Something incredibly terrible happened to someone close to me over the weekend. Someone took one look at my beautiful friend and decided that they had to have her. No matter what. One drink and one rufi later, my friend woke up in hell on the cold floor of a strange bathroom. naked. afraid. alone. with no memory of how she got to where she was.

she was moved from the floor to HCMC.

from HCMC to her mother's arms.

she's still breathing. her heart beats on. she is able to speak. able to still smile. but my fear is that the confusion, the terror and the pain will break from the dam that she has created within her mind.

and i've never been so fucking pissed off in my entire life.

She looked at me this morning asking if this happened to her because she was a girl. Because she had boobs. Because she was female.
I didn't know how to answer at first.
I still don't.
"weak monster"
That's all I can think of.
Later, I brought her to a public area where an asshole of a cop could question her to begin the investigation. He walked his cocky self in a stood at the table that we were sitting at. Shaking, my friend spoke,
"Could you sit down please?
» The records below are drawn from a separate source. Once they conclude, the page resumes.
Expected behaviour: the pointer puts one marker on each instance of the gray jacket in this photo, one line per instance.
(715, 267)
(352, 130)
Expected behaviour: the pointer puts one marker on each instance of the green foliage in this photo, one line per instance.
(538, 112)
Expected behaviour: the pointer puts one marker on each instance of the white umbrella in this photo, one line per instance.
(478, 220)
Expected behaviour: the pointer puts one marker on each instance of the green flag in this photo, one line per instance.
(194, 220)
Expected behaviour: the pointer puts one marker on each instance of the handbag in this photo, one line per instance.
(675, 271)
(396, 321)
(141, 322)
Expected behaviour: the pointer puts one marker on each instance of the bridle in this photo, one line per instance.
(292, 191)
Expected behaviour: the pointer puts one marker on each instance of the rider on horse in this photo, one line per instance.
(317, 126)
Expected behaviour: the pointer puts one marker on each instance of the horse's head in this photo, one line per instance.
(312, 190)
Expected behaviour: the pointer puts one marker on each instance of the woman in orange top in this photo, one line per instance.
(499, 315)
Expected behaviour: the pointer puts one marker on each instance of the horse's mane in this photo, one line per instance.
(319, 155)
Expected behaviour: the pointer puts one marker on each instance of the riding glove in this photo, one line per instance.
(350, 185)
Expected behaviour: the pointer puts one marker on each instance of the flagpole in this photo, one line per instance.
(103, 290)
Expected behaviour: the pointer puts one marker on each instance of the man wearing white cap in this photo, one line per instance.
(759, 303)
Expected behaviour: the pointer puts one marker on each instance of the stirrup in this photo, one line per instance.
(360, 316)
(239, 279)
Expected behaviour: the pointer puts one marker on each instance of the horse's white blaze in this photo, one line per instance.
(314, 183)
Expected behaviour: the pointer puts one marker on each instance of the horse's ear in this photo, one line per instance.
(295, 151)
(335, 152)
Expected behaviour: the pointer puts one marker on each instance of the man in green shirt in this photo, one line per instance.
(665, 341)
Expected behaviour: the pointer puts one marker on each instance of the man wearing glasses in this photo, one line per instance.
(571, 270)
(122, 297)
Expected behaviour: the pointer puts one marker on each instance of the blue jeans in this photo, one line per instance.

You're making me nervous by standing there"
"Well I want to know what I'm here for first" he replied in a stern you're-wasting-my-time voice
It wasn't until she described what happened until he finally sat down.
And it wasn't until she started shaking AND sobbing that he believed her.

"Next time," she said, "I'm requesting a female cop."

My mind is perhaps to clouded with emotions to express myself at the moment. Maybe I'll add more later. As for right now, I'm taking a walk.